I saw the documentary Helvetica Sunday night at AFI SILVERDOCS 2007. You have to see it. (Screenings are sparse and they have been selling out, so you might have to wait until October when the DVD comes out.)
My friend Matt pointed out the fact that there were three groups of designers interviewed in the film: those of the modern design camp who saw the typeface’s birth in 1957 and love it to this day; those of the grunge design camp who didn’t like structure in the late 60s and 70s and hate it for its lack of emotion; and cutting-edge designers who love it and are bringing the design community back to it.
This contrast between camps becomes clear in the middle of the film when the interviewer asks designers why they like or dislike the typeface. Eric Spiekermann (of the modern design camp) summarizes the beauty of it when he states that Helvetica is a perfect balance between foreground and background–it does not distract the reader from the content of the message that is being communicated. Soon afterwards, David Carson (of the grunge design camp) explains that he, and other grunge designers by extension, believes that graphic design should be the expression of the artist’s feelings as he reads the content. Carson went on to illustrate through a personal experience. At one point in his career, he published an entire article in ITC Zapf Dingbats because he thought the article was dry and boring, rendering it unreadable.

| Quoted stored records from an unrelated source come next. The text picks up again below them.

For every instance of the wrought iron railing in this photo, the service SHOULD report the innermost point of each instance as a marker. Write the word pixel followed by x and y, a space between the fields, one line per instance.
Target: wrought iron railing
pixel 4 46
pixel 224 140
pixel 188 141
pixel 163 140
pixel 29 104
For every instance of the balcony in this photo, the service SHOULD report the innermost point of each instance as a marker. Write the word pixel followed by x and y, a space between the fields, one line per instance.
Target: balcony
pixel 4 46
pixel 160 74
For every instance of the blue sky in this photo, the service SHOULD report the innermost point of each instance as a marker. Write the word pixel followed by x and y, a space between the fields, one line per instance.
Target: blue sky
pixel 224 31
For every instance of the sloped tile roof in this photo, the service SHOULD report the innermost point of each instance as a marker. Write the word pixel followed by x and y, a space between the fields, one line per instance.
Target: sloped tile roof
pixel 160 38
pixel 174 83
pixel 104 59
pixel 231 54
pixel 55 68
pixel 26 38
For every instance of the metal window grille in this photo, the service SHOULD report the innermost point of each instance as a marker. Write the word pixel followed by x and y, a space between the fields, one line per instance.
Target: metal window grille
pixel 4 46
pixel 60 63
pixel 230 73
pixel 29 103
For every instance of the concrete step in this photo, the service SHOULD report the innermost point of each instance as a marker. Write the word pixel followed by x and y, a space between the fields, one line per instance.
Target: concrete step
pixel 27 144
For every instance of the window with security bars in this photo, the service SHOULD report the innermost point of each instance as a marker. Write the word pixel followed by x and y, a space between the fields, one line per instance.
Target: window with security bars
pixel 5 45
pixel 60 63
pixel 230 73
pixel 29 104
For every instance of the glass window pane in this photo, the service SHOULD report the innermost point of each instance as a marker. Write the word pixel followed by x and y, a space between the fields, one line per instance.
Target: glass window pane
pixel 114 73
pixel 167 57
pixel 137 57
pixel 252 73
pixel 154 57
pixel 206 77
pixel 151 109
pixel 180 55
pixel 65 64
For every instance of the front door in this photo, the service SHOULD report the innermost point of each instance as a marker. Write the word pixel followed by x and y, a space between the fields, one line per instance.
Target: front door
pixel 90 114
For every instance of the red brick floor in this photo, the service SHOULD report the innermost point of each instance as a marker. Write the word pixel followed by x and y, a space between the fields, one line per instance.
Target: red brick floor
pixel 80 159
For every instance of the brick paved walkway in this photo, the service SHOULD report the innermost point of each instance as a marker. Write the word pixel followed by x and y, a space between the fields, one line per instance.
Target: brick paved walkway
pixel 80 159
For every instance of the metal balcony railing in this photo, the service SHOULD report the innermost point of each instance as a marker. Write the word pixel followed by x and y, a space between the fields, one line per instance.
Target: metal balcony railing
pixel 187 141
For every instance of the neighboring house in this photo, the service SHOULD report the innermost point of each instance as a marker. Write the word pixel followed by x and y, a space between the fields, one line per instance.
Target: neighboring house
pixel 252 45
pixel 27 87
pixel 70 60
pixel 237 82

Do you see what’s happening here? Grunge designers are forcing their personal impressions upon their audiences. I have no problem with this technique in art–art is often supposed to express an artist’s subjectivity and invoke a similar reaction in the audience; however, when presenting text, especially text written by another, designer expressiveness distracts. Readers are drawn to the way a chunk of text looks rather than how it reads. They are impressed but not convinced.
As I was watching this dichotomy unfold, I realized that this same mistake happens in software design. Developers can create subjectively “cool” functionality or user interface components and then force them on their users–not realizing that they are distracting users from the real reason they are using the software in the first place: to manage data. Unless users are trying to be wowed (i.e. videogames), developer expression is going to sidetrack or confuse users at best. This is why there are detailed user interface standards, guidelines, and best practices, and this is why software engineers and user interface designers should follow them.
Don’t try to be an artist unless you’re creating art.